Hence it gives a global vision of the land cover features present
(thematic content) but does not provide information on their cartographic
representation. To get this information the user must open the file
called “Polygon codes”.
The legend is composed by the following elements:
Belonging to the 8 major land cover types:
- A11 - Cultivated and managed terrestrial areas
- A12 – Natural or semi-natural terrestrial vegetation
- A23 – Cultivated aquatic or regularly flooded areas
- A24 – Natural or semi-natural aquatic vegetation
- B15 - Artificial surfaces and associates area(s)
- B16 – Bare area(s)
- B27 – Artificial water bodies, snow and ice
- B28 – Natural water bodies, snow and ice
In each one of the 8 LCCS land cover major groups the land cover
classes have the following descriptive elements:
Class user name: class name developed by Africover.
The function of the class user name is to provide a class name that
can be easily understood on the base of the classical naming of
land cover classes.
LCCS class name: standard name automatically created
by LCCS for each class created.

Map code: synthetic code used during the interpretation
phase. It is built to facilitate class recognition: for a translation
of the map codes see the Map code dictionary.
Although the information embedded in the user label is not as thorough
as the original LCC Codes it gives an acceptable idea of the class
characteristics. Each letter in the code describes a different attribute
of the class. The letters T, S and H for example stands for Tree,
Shrub or Herbaceous respectively.
A different abbreviation table exists for each of the major land
cover types. A letter will not necessarily have the same meaning
in the different tables. The letter S represents for example Bare
Soil in the Bare Areas table while it represents Shrubs in all the
other tables.
Please note that the abbreviations must be used in the same order
in which they appear in the tables. The first letter of the class
indicates in which major land cover type the class fall (See the
table below).

LCCS GIS code: unique class code automatically
assigned by LCCS; it is directly linked with the LCCS classifiers
string.
LCCS classifiers: land cover attributes used in the definition
of a land cover class. This, together with the LCCS GIS code, is
the information on which the user must focus on. Class names (user
and/or LCCS names) and map code are redundant information that will
disappear in the near future. They have been put to maintain a bridge
with the “old” way to characterize a land cover class.
The sequence of the classifiers is the real reference for users
to understand the information contained in the class and operate
thematic aggregations.
The meaning of the classifiers can be looked up in the LCCS glossary.
Class description: it is a detailed description
of the class taking into account the classifiers used and their
interrelationship in the class.
Example 1: how to read the LCCS
classifiers for the first class in the example table
From the head of the page the user will know to which of the 8
land cover major groups the classes belong. In this case they are
agricultural classes (Cultivated and managed terrestrial area).
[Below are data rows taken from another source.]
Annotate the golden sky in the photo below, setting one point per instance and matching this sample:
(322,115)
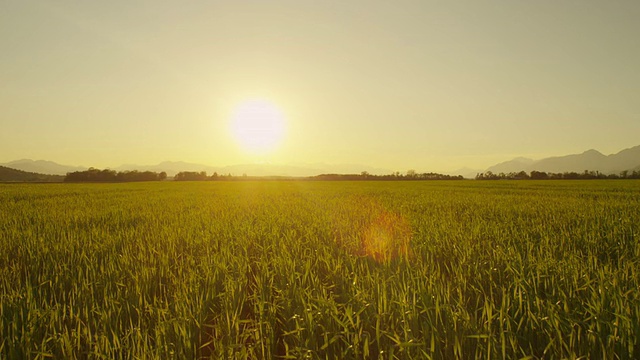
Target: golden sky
(425,85)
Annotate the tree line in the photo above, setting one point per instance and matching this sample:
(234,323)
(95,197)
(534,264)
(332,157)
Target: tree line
(541,175)
(410,175)
(106,175)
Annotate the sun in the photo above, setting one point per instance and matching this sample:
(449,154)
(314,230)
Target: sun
(258,125)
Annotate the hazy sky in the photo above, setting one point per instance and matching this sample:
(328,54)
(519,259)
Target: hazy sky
(425,85)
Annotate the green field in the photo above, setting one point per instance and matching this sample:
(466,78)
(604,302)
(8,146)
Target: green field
(321,270)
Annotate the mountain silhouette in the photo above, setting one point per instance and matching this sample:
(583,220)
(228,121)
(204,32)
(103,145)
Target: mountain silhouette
(42,167)
(592,160)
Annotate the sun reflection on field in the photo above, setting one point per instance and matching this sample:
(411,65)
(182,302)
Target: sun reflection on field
(387,237)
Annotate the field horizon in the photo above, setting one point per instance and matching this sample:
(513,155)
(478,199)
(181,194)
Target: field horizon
(401,270)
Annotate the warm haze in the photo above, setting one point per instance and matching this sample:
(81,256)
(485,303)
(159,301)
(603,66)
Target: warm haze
(428,85)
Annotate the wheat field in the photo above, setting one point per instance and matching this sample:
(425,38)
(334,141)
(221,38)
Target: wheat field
(320,270)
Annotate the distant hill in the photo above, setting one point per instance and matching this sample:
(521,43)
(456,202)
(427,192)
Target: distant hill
(13,175)
(593,160)
(42,167)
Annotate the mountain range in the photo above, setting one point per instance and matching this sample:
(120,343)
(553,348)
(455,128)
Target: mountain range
(593,160)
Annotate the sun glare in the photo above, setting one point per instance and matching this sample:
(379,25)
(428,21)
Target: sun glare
(258,125)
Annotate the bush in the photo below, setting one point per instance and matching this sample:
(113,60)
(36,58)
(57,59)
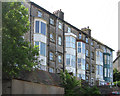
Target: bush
(73,86)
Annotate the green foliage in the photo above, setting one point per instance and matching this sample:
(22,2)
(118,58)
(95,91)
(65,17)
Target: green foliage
(118,83)
(116,75)
(70,83)
(17,54)
(73,86)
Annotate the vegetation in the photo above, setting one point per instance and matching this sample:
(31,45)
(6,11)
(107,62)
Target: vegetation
(17,54)
(74,87)
(116,75)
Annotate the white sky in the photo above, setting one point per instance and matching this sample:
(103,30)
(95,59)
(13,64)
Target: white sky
(100,15)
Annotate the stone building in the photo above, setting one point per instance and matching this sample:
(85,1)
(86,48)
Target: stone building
(116,62)
(62,46)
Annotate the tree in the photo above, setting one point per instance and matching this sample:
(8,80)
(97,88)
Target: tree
(74,87)
(17,54)
(116,75)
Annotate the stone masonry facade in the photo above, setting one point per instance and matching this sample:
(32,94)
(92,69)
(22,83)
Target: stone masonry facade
(62,46)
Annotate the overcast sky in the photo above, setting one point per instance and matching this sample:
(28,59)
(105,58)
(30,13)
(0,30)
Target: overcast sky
(100,15)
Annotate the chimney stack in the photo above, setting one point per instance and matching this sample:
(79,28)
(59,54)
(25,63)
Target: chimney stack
(86,30)
(59,14)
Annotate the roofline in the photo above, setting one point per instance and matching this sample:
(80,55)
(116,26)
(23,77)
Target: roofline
(68,23)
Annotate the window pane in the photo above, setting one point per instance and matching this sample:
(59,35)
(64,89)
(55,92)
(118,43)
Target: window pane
(59,40)
(80,36)
(37,27)
(72,60)
(43,28)
(59,59)
(67,39)
(51,21)
(51,70)
(69,29)
(51,56)
(60,25)
(42,49)
(37,44)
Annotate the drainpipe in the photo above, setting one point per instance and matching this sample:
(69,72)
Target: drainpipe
(30,23)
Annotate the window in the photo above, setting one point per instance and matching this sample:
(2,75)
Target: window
(51,37)
(42,67)
(105,72)
(83,48)
(101,70)
(87,66)
(37,27)
(80,76)
(39,14)
(51,70)
(87,78)
(43,49)
(79,62)
(86,39)
(87,53)
(43,28)
(73,42)
(37,44)
(91,43)
(83,37)
(83,76)
(70,42)
(40,27)
(97,71)
(59,40)
(83,64)
(108,72)
(59,59)
(51,21)
(79,47)
(80,36)
(69,30)
(60,25)
(92,55)
(51,56)
(67,59)
(72,60)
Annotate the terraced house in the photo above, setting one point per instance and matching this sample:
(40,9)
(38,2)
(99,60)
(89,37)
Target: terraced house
(62,46)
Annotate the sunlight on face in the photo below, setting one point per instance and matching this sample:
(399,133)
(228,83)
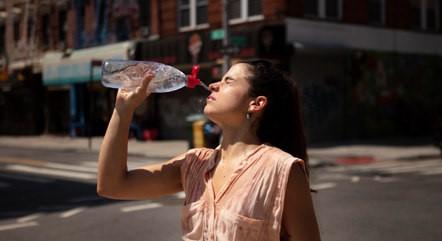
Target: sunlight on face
(229,101)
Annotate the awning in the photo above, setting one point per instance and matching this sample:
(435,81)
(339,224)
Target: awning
(362,37)
(61,68)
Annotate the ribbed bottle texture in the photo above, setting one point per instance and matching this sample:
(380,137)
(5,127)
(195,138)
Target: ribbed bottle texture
(130,74)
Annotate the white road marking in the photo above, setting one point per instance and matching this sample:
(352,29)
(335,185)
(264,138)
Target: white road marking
(180,195)
(51,172)
(412,167)
(433,171)
(355,179)
(141,207)
(378,165)
(384,179)
(4,185)
(17,225)
(84,199)
(24,178)
(28,218)
(71,167)
(72,212)
(321,186)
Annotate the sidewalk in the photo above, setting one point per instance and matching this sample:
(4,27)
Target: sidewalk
(338,154)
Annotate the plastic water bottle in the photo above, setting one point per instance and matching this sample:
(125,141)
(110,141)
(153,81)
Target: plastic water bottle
(130,74)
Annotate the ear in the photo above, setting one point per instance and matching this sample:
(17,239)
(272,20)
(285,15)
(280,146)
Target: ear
(258,104)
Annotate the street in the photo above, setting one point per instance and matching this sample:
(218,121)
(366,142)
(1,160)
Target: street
(50,195)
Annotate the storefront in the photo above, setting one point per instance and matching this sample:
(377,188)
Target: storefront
(77,103)
(206,50)
(361,82)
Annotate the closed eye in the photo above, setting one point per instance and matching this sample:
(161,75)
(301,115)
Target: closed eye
(228,80)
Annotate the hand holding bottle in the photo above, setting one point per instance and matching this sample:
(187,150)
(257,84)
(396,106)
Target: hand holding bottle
(128,99)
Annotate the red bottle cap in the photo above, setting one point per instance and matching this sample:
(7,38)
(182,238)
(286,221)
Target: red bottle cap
(192,79)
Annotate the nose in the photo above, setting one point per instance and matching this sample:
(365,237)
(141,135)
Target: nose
(213,86)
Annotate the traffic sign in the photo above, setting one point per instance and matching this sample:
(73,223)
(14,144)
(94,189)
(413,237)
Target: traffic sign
(217,34)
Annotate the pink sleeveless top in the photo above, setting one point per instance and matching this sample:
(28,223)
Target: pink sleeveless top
(250,204)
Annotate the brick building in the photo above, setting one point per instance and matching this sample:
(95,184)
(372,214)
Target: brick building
(363,65)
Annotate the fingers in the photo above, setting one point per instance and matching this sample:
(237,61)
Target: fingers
(147,78)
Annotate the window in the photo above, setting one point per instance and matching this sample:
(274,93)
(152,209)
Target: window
(243,10)
(331,9)
(376,12)
(432,15)
(425,14)
(192,14)
(62,26)
(2,38)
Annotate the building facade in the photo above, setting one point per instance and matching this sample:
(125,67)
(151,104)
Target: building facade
(367,69)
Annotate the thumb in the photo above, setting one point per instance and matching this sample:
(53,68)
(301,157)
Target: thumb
(145,83)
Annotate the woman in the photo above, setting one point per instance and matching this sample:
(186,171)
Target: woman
(254,186)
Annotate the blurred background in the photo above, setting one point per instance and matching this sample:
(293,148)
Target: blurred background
(370,72)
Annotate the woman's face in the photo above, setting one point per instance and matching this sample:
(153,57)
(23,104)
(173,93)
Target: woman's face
(229,101)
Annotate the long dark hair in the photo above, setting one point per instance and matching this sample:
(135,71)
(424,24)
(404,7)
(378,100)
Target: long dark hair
(281,122)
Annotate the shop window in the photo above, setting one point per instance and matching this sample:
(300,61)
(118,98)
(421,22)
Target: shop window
(425,14)
(376,12)
(2,39)
(46,30)
(432,15)
(16,30)
(62,27)
(244,10)
(192,14)
(144,6)
(327,9)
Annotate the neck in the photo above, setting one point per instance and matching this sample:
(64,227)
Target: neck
(236,142)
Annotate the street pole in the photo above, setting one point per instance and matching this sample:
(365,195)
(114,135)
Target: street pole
(226,40)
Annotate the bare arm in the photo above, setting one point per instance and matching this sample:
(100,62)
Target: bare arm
(113,179)
(299,219)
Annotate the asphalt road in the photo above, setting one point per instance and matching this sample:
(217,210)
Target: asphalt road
(50,195)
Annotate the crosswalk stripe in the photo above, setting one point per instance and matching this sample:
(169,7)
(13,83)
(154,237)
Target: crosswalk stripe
(28,218)
(51,172)
(433,171)
(4,184)
(321,186)
(71,167)
(72,212)
(413,167)
(25,178)
(17,225)
(141,207)
(387,164)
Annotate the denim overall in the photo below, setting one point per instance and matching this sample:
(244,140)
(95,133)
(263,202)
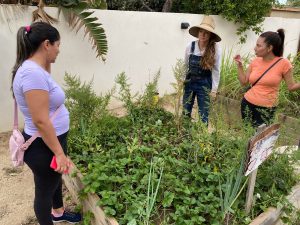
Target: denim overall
(198,84)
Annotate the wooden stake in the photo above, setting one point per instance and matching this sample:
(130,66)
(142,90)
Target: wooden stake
(252,180)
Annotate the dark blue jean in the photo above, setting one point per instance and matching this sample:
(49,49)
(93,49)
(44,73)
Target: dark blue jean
(199,88)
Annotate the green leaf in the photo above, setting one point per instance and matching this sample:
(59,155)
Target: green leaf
(168,199)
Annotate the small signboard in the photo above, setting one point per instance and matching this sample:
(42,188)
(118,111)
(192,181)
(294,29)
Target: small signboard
(261,146)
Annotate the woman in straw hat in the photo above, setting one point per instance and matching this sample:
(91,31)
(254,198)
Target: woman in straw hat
(203,58)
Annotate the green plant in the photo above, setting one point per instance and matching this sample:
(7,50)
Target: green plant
(122,160)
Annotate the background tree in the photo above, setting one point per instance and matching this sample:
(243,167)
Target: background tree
(293,3)
(77,13)
(247,14)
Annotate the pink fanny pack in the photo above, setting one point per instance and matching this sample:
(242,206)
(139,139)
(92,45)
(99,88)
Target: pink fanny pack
(17,144)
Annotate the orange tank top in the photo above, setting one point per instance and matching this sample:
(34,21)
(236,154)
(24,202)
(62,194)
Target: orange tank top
(265,92)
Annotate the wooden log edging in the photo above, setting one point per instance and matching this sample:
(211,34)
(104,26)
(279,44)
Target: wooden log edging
(89,203)
(272,216)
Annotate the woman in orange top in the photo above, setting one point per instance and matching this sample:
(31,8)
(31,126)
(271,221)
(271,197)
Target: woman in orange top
(259,102)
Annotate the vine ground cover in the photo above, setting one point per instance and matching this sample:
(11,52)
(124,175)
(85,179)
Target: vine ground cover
(153,167)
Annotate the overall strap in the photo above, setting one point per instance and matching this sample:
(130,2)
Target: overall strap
(193,47)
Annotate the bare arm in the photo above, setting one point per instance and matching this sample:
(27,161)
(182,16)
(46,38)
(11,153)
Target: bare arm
(290,82)
(38,104)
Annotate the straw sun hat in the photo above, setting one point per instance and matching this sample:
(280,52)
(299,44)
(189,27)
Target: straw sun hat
(208,24)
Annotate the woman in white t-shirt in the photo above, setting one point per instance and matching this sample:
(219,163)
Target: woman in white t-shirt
(38,97)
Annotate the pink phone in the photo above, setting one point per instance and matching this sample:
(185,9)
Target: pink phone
(53,165)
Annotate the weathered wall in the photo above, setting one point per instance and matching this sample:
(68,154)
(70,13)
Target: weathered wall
(139,43)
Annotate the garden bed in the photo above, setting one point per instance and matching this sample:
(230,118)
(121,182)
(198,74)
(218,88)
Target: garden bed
(153,167)
(90,202)
(290,127)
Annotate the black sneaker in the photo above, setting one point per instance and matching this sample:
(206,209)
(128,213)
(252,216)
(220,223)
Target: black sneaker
(69,217)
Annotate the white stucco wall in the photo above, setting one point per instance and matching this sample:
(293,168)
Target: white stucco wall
(139,43)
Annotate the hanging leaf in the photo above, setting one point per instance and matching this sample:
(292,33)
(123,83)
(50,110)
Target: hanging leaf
(40,14)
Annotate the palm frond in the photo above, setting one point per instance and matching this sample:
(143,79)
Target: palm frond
(82,18)
(10,12)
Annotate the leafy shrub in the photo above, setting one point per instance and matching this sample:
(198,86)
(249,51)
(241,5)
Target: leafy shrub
(148,170)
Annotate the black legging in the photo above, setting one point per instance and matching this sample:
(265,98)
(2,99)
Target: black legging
(256,115)
(48,183)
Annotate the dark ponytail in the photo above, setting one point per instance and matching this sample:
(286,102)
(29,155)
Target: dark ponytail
(276,39)
(29,39)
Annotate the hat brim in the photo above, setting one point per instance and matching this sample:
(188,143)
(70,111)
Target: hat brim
(194,31)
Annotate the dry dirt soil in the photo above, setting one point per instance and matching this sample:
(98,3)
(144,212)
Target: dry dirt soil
(16,190)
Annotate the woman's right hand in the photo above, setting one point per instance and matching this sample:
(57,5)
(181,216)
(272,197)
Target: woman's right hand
(63,163)
(238,60)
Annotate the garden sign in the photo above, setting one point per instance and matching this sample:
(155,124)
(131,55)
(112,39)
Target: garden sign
(261,146)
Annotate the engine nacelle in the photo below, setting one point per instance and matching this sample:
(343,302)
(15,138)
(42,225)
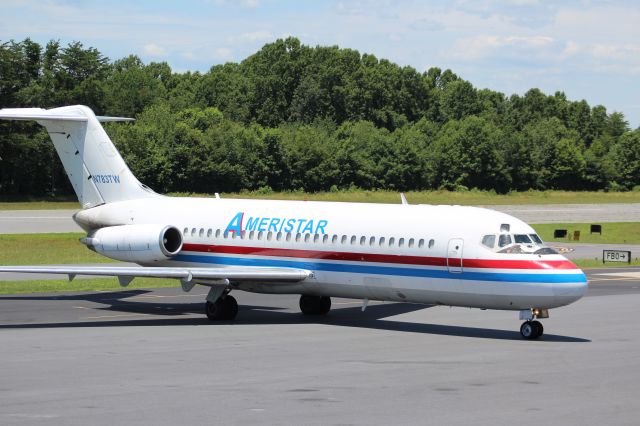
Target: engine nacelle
(136,243)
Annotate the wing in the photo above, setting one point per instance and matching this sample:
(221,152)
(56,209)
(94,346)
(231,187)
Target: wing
(205,276)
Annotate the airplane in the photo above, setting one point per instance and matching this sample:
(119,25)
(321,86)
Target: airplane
(427,254)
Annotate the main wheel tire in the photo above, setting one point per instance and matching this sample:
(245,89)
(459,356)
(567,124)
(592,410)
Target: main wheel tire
(214,311)
(229,308)
(539,328)
(308,305)
(528,330)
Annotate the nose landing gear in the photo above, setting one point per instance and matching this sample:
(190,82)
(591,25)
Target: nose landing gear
(314,305)
(532,329)
(223,309)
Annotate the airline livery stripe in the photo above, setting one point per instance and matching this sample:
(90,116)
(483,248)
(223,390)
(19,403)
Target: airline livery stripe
(383,270)
(381,258)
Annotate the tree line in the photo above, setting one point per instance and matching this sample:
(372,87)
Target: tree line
(293,117)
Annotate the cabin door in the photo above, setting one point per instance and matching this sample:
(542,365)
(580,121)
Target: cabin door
(454,255)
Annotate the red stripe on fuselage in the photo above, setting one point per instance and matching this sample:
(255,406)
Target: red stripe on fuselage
(381,258)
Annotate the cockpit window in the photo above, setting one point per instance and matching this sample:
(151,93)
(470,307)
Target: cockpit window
(489,241)
(536,239)
(522,239)
(504,240)
(514,249)
(545,250)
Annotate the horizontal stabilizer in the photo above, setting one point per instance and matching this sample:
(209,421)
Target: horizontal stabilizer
(42,114)
(37,114)
(104,119)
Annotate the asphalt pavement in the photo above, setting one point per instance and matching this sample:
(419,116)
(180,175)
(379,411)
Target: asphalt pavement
(150,357)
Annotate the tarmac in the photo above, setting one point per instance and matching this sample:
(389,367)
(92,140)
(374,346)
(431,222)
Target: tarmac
(143,357)
(151,357)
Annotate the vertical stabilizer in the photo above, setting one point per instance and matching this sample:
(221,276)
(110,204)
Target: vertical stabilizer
(96,170)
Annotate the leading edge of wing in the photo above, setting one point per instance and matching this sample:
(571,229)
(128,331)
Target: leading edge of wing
(180,273)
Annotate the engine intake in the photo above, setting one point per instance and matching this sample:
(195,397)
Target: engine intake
(136,243)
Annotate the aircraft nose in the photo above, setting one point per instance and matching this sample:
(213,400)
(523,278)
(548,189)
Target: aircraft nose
(571,289)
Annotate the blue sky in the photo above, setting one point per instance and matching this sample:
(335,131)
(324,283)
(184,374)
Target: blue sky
(588,49)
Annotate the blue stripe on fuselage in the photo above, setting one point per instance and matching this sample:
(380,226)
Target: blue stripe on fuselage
(383,270)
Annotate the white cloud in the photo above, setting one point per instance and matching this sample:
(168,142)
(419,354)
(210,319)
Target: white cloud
(254,36)
(223,53)
(486,45)
(251,3)
(153,49)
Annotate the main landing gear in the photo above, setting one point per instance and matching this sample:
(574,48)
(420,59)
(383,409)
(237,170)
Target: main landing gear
(315,305)
(223,309)
(532,329)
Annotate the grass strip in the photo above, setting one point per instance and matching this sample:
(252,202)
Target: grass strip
(80,284)
(44,249)
(612,233)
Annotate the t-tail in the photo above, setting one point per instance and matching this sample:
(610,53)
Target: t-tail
(96,170)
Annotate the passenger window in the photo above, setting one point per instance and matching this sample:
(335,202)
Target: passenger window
(522,239)
(489,241)
(504,240)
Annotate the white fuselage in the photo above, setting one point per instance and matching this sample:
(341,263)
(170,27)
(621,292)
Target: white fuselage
(409,253)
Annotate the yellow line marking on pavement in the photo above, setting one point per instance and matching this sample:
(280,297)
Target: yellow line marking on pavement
(115,316)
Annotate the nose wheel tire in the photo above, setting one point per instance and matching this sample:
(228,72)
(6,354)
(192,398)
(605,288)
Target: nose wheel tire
(531,330)
(315,305)
(224,309)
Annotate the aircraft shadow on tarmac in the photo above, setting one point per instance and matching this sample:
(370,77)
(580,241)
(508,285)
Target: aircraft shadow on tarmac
(181,314)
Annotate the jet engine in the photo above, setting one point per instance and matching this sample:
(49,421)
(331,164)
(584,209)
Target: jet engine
(136,243)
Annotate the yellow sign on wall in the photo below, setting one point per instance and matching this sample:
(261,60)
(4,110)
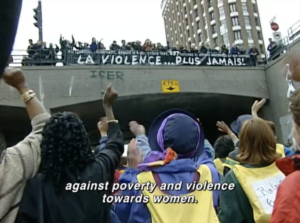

At this point he/she must analyze the characteristic composition
of the class. In the first case the class is defined by a sequence
of 8 classifiers.
The first one (A1) determine the crop life form the next two (A7,
A9) the leaf type and leaf phenology of the crop. The next (B5)
characterize the spatial distribution of the fields, the others
(C1, D1, D9) relate to the crop combination (in this case only one
crop per year) and to the cultural practices respectively, water
supply and the cultivation time factor.
The last one (W7) specify that the trees are used for “Forest
plantation” instead of “Orchard or other type of plantation”
that is the second option of this specific classifier. In other
words the polygon associated to this class type represent a forest
plantation of broadleaved evergreen trees. The cultivation is rainfed
and permanent; no other types of crop life forms exist.
The second class is characterized by a sequence of 9 classifiers.
The first three (A1, A7, A9) are similar to the first class the
fourth one (B1) is a new type of information related to the average
size of the fields not present in the first case. Again the classifiers
(B5, C1, D9) are similar to above.
The classifiers related to the water supply (D3) are different
as the one characterizing the tree crop as an “Orchard”
specifically (S0606) Citrus fruit. The characterization of a land
cover class by the smallest land cover elements (the classifiers)
give to the end user an enlarged flexibility in the extraction of
the information tailored to his own needs.
Assuming for instance a specific user is not interested to the
classes “forest plantation” and “citrus orchard”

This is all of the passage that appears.